Soil and pots: Give the plant an airy growing medium which mainly consists of non organic material such us clay, pumice, lava grit, and only a little peat or leaf-mould. If plant becomes very red, this is a sign that the roots have not developed properly, so repot the plant with fresh growing medium. Like quite small pots, repott in very later winter, early spring. It will be content in its position and with its soil for years.
Watering: Water regularly during the active growing season from March to September. No water should ever be allowed to stand around the roots. Keep almost completely dry in winter.
Fertilization: Need a perfect fertilizer diet in summer. Use preferably a cacti and succulents fertilizer with high potassium content including all micro nutrients and trace elements or slow release fertilizer.
Wing tolerance: Only downside is from strong winds, the columns often smash into each other, causing permanent scarring... best to plant in such a location where winds are not a big issue.
Exposure: It can tolerate moderate shade, and a plant that has been growing in shade should be slowly hardened off before placing it in full sun as the plant will be severely scorched if moved too suddenly from shade into sun.

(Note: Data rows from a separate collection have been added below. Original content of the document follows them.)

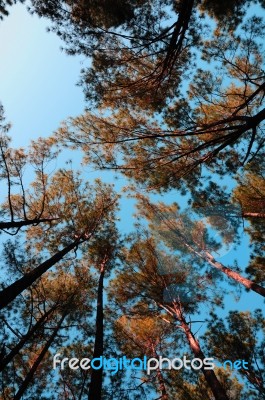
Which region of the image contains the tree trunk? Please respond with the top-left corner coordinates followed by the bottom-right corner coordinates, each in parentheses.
top-left (0, 240), bottom-right (80, 310)
top-left (0, 304), bottom-right (57, 372)
top-left (174, 304), bottom-right (229, 400)
top-left (13, 309), bottom-right (67, 400)
top-left (152, 345), bottom-right (168, 400)
top-left (205, 252), bottom-right (265, 297)
top-left (88, 261), bottom-right (106, 400)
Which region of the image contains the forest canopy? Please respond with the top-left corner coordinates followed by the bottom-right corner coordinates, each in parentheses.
top-left (0, 0), bottom-right (265, 400)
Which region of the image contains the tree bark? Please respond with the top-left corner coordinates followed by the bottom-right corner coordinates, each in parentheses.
top-left (152, 345), bottom-right (168, 400)
top-left (174, 304), bottom-right (229, 400)
top-left (0, 304), bottom-right (57, 372)
top-left (0, 240), bottom-right (80, 310)
top-left (88, 261), bottom-right (106, 400)
top-left (13, 309), bottom-right (67, 400)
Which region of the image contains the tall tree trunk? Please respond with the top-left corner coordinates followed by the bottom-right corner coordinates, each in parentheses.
top-left (204, 252), bottom-right (265, 297)
top-left (0, 240), bottom-right (80, 310)
top-left (13, 308), bottom-right (67, 400)
top-left (152, 344), bottom-right (168, 400)
top-left (174, 304), bottom-right (229, 400)
top-left (0, 304), bottom-right (57, 372)
top-left (88, 261), bottom-right (106, 400)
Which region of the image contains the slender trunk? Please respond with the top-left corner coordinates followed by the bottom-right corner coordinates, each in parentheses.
top-left (13, 310), bottom-right (67, 400)
top-left (0, 304), bottom-right (57, 372)
top-left (152, 345), bottom-right (168, 400)
top-left (88, 261), bottom-right (106, 400)
top-left (174, 305), bottom-right (229, 400)
top-left (0, 218), bottom-right (59, 229)
top-left (0, 240), bottom-right (80, 310)
top-left (156, 368), bottom-right (168, 400)
top-left (204, 252), bottom-right (265, 297)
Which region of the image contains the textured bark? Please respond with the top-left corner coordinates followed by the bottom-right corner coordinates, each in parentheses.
top-left (151, 344), bottom-right (168, 400)
top-left (88, 262), bottom-right (106, 400)
top-left (13, 310), bottom-right (67, 400)
top-left (0, 305), bottom-right (57, 372)
top-left (174, 305), bottom-right (229, 400)
top-left (0, 241), bottom-right (79, 310)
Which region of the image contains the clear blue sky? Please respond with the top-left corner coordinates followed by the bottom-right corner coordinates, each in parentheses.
top-left (0, 1), bottom-right (263, 336)
top-left (0, 4), bottom-right (84, 146)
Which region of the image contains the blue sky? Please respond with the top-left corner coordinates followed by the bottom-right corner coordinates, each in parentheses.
top-left (0, 4), bottom-right (84, 146)
top-left (0, 0), bottom-right (263, 344)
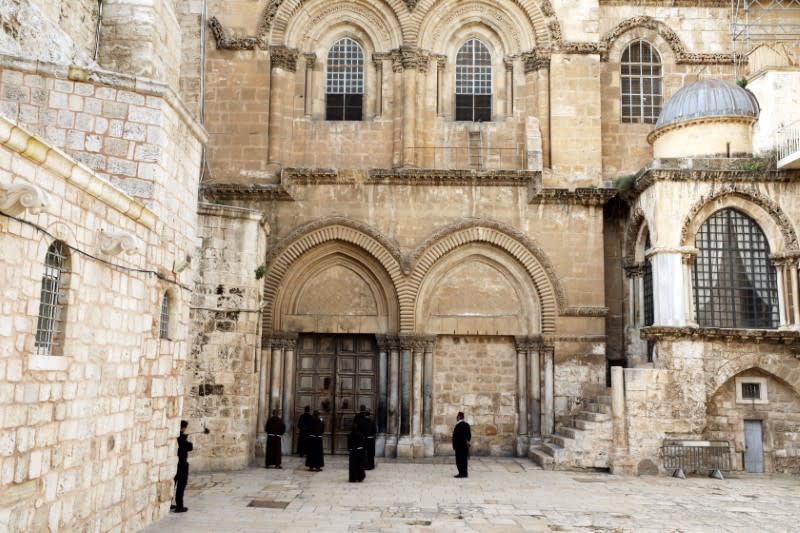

Maintenance: Can be pruned for shape and branching.
Hardiness: Some cold tolerance. This spurge has tolerated temperatures down to –5ºC and even a little snow. However it can be difficult to get it to look its best without a good amount of heat and sun and so it is only really suited to the tropics (USDA Zones 9-12)
Rot: Rot it is only a minor problem with Euphorbias if the plants are watered and “aired” correctly. If they are not, fungicides won't help all that much.
Warning: All Euphorbias contain a white sap that can be irritating to eyes and mucous membranes. If contact is made with this white sap, take care to not touch face or eyes before washing hands with soap and water.
Gardening: This tree can be grown in large, rocky, well-drained soil in gardens in drier areas. It is very drought resistant but susceptible to frost. It makes one of the better house plants for an Euphorbia, dealing well with low light situations (though recommend higher light if possible). Somewhat user-friendly with only sparse spines along the edges of the plant. Slightly delicate, though, and spines tear off easily, exposing that latexy sap. It is also appreciated as a live fence because it is easily propagated from untreated mature branch cuttings.
Propagation: It is easy to propagate by cuttings in late spring to summer, just take a cutting of the plant let it dry for 1 or 2 weeks and stuff it in the ground (preferably dry, loose, extremely well draining soil). It is better to wash the cut to remove the latex. Place the cutting in a warm, bright and slightly humid spot, to increase the building of new roots.